I testified six times before Congress over the last year and not once did a Republican in one of the climate change, science, or agricultural committees deny the reality of climate change or humankind’s contribution to it. When I pointed this out on Twitter, people responded by posting articles claiming to offer evidence of widespread climate denial among Republicans in Congress. But what they call “climate denial” was often Republican denial that weather-dependent renewables can power America.
Without a doubt there are still some Republican climate skeptics in Congress. “Maybe perhaps we live on a ball that rotates around the sun, that flies through the universe, and maybe our climate just changes,” said Rep. Marjorie Taylor Greene. But the vast majority of other Republicans, including all of the ones I interacted with through my testimony, accept the reality that humans are warming the planet.
More problematic for Democrats is that Greene’s energy message is far more popular than the Green New Deal with many Democratic voters. “Our ability to export oil and gas,” she tweeted, “gives the US great negotiating power in the world,” a statement that has the added benefit of being true.
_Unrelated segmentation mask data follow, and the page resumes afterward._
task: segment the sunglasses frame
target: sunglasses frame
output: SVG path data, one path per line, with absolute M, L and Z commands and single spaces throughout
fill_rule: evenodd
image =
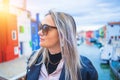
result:
M 50 28 L 57 29 L 57 27 L 51 26 L 48 24 L 44 24 L 44 25 L 40 24 L 39 25 L 39 30 L 42 30 L 43 35 L 47 35 Z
The Real Reason They Oppose Nuclear
Meanwhile, efforts by Democrats from Alexandira Ocasio-Cortez to Senator Ed Markey to California Governor Gavin Newsom to shut down nuclear power plants are increasing carbon emissions, which undermines their assertion that climate change is the most important problem in the world.
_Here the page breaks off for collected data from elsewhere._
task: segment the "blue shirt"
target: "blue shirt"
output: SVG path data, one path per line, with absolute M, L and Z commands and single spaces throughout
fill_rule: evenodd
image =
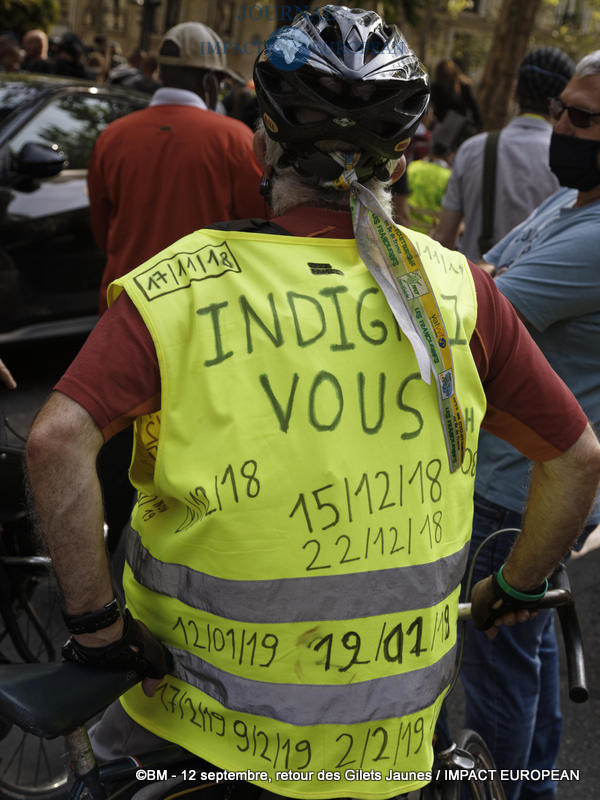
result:
M 493 242 L 506 236 L 558 187 L 548 154 L 552 126 L 539 116 L 514 117 L 502 129 L 496 161 Z M 442 207 L 459 211 L 465 228 L 458 250 L 477 261 L 480 256 L 483 161 L 487 133 L 461 144 L 452 164 Z
M 485 255 L 500 291 L 528 322 L 553 369 L 592 425 L 600 424 L 600 201 L 574 208 L 575 189 L 559 189 Z M 530 462 L 482 432 L 475 490 L 522 512 Z M 600 498 L 589 522 L 600 521 Z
And conflicts of interest are becoming more visible. “BlackRock recently replaced one departing White House insider with another,” noted Bloomberg. “Paul Bodnar, an Obama-era climate-policy aide, is now the firm’s sustainable investing head, taking over from Brian Deese, who returned to politics as President Joe Biden’s National Economic Council chair. The firm has hired more than a dozen alumni from the Obama administration over the years.”
It is hard not to get the impression that the real reason Democrats, Blackrock, and Chinese solar makers don’t like nuclear power is because it means we don’t need renewables to address climate change. While Democrats could get away with using renewables to greenwash their anti-nuclear agenda in the past, those days are coming to an end.
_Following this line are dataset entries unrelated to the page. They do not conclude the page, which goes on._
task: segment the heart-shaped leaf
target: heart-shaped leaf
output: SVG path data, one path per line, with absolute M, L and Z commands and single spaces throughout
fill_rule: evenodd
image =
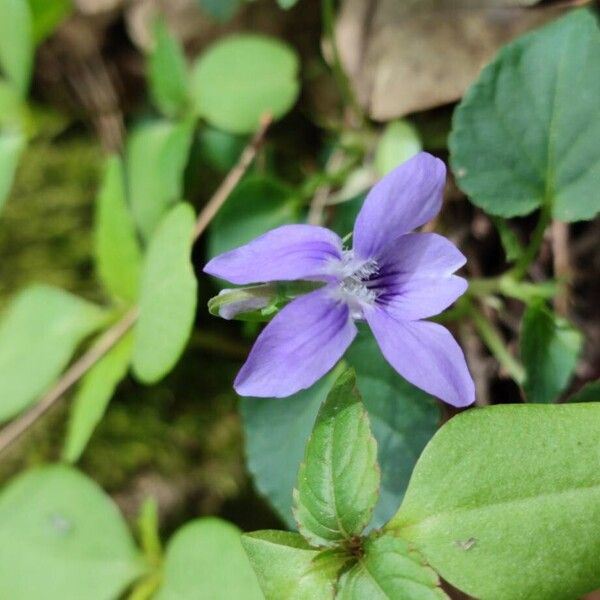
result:
M 467 92 L 450 138 L 458 185 L 493 215 L 600 210 L 600 26 L 580 9 L 503 48 Z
In November, the European Union’s watchdog ruled that the European Commission had failed to fully consider why BlackRock’s investments in Chinese solar, wind, and electric cars created a financial conflict of interest in its ability to create supposedly objective environmental, social, and governance criteria for so-called “ESG” investing.
It turns out that BlackRock manipulated ESG criteria to favor solar over nuclear, even though solar requires 300 - 400 times more land than nuclear, demands 18 times more steel, and produces 300 times more hazardous waste.
The dark truth about China’s solar panel production should have been enough to force Democrats to seriously reconsider their 100% renewables agenda, but it may require another highly visible defeat in Congress to make them appreciate why increasing America’s reliance on inefficient, weather-dependent, and made-in-China energy sources is bad physics, in addition to being bad politics.